Expert Designation – Affirmed

  • Guardianship of Hoffpauir
    • 09-16-00152-CV, 2018 WL 1321509
    • County Court at Law of Orange County
    • Justice McKeithen, Mar. 15, 2018
  • Hoffpauir complained that the trial court abused its discretion by excluding  her expert witness’s offered testimony regarding audio recordings. The Respondents contended that the audio recordings and the offered opinions were not disclosed by Hoffpauir in her designation of experts; Texas Rule of Civil Procedure 193.6 is mandatory absent a showing of good cause or lack of unfair prejudice.
  • The Ninth Court held that Hoffpauir never amended or supplemented her designation of experts to disclose that her expert had relied upon the audio recordings or that the expert would be called upon to give an opinion concerning the audio recordings.
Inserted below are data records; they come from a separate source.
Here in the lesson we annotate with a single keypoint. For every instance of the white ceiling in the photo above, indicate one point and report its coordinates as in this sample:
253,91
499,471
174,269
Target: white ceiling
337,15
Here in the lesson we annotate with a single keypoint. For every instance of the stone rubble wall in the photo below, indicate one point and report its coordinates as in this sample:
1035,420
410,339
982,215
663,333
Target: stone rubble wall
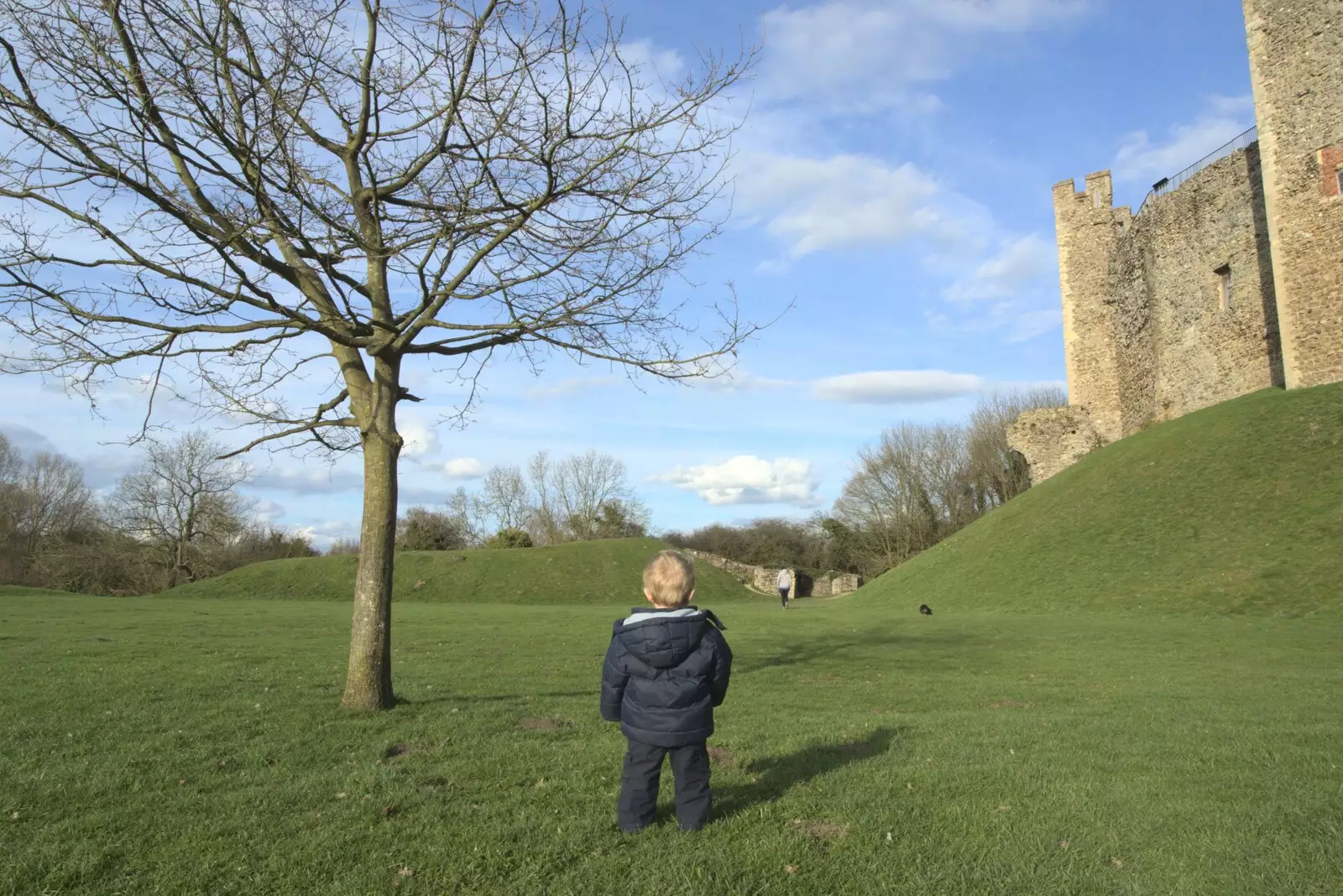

Given that the testimony was offered for the first time at trial, there was no good cause or lack of prejudice shown. The Ninth Court found that under Rule 193.6, the trial court did not abuse his discretion.

Debtor/Creditor – Affirmed

  • Envtl. Processing Sys., LC v. Horner
    • 09-16-00197-CV, 2018 WL 915184
    • 75th District Court of Liberty County
    • Justice Horton, Feb. 15, 2018
  • Horner, a collection agent, brought suit against Environmental Processing Systems, LLC (EPS) and Stegall to collect sums owed under a renewal note. Horner obtained the notes by assignment from creditors, and then he agreed with EPS and Stegall to a renewal and extension.
  • EPS and Stegall claimed that the loans violated Chapter 305 of the Texas Finance Code, a provision that penalizes creditors who contract, charge, or receive usurious interest. After a bench trial, the trial court awarded a verdict in favor of Horner.
  • On appeal, EPS and Stegall challenged the trial court’s finding against them on the issue of usury.
  • The Ninth Court concluded that EPS and Stegall had failed to meet their burden of proof and provide legally sufficient evidence to establish the fair market value of the debt and their a claim of usury; the trial court’s judgment was affirmed.